Friday, April 30, 2010

It’s Almost Christmas

It almost feels like Christmas Eve. Over the weekend, the much anticipated Henry Review of taxation will be released, along with the federal government’s response. Just what will be included in the review and what will be adopted by the government has been the subject of much speculation and some informed discussion. The interim report gave us a few clues as to what to expect, but it remains to be seen if it will be a Santa sack full of goodies for taxpayers, or another missed opportunity for genuine reform.

While many headlines have already been devoted to a host of possible measures, including a resource rent tax on mining, standardized individual tax deductions removing the need for many people to file a return at all, concessions on the tax paid on savings, and removing the disincentives involved in the transition from welfare to work, it remains to be seen if you and I will actually be any better off as a result. There’s no doubt that reform is overdue, and that simplifying the tax system would reduce costs and improve efficiency, but whenever bureaucrats talk about becoming more efficient at collecting tax there is the risk that what they really mean is that they will find ways to collect more tax.

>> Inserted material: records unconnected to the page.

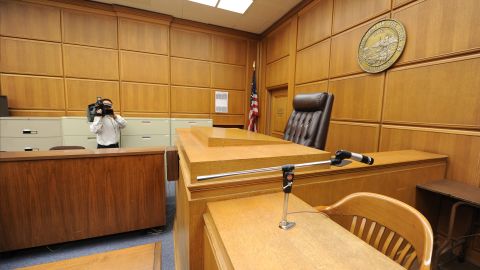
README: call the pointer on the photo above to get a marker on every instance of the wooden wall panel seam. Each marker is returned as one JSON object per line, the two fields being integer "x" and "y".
{"x": 435, "y": 130}
{"x": 355, "y": 120}
{"x": 111, "y": 14}
{"x": 362, "y": 23}
{"x": 353, "y": 123}
{"x": 433, "y": 125}
{"x": 30, "y": 39}
{"x": 397, "y": 6}
{"x": 137, "y": 51}
{"x": 428, "y": 60}
{"x": 369, "y": 18}
{"x": 63, "y": 64}
{"x": 433, "y": 62}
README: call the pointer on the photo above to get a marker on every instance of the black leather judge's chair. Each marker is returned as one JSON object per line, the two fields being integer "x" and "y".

I think I can safely say that there are a few things that will not be included in tax reform. For example, I’m pretty sure that the tax free threshold will not be increased to the level of the minimum wage, something which would actually fix a lot of those problems with high effective marginal rates for welfare recipients. Neither do I expect to see any sudden commitment to make it compulsory for road and fuel taxes to actually be spent on building and maintaining roads. I don’t expect to see a proposal to make it possible to claim interest payments as a personal tax deduction, even though we are forced to pay tax on any interest payments we might receive.

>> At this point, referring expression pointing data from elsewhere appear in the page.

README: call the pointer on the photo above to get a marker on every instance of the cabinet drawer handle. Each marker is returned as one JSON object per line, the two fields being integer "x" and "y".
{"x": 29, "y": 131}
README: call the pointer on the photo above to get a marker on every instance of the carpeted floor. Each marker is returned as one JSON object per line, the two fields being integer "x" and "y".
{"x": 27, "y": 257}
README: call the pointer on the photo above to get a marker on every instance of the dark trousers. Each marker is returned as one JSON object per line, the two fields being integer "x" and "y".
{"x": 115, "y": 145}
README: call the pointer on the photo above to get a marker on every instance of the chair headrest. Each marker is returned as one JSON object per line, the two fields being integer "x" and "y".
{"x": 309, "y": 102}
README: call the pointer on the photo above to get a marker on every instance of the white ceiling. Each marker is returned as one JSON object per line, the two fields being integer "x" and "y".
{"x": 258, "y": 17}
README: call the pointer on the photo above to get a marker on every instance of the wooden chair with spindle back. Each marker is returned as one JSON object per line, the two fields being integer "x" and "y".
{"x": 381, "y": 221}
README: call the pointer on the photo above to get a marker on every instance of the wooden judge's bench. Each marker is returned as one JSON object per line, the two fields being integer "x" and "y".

While I would not be surprised to see a proposal for income tax marginal rates to be indexed for inflation, I doubt that the government will actually adopt it. There’s no doubt that there will recommendations to fine tune the tax treatment of superannuation, but somehow I doubt that the report will go far enough in quarantining super funds from tax so that retirement savings can be maximized more efficiently. That’s an idea which would both benefit future retirees as well as ultimately save the government money on its future liability for the age pension. All in all, I do not believe that the Henry Review will put forward a plan which will result in a reduction in overall taxation. In fact, the opposite is likely as the government contemplates the ever increasing demands upon its resources over the years ahead.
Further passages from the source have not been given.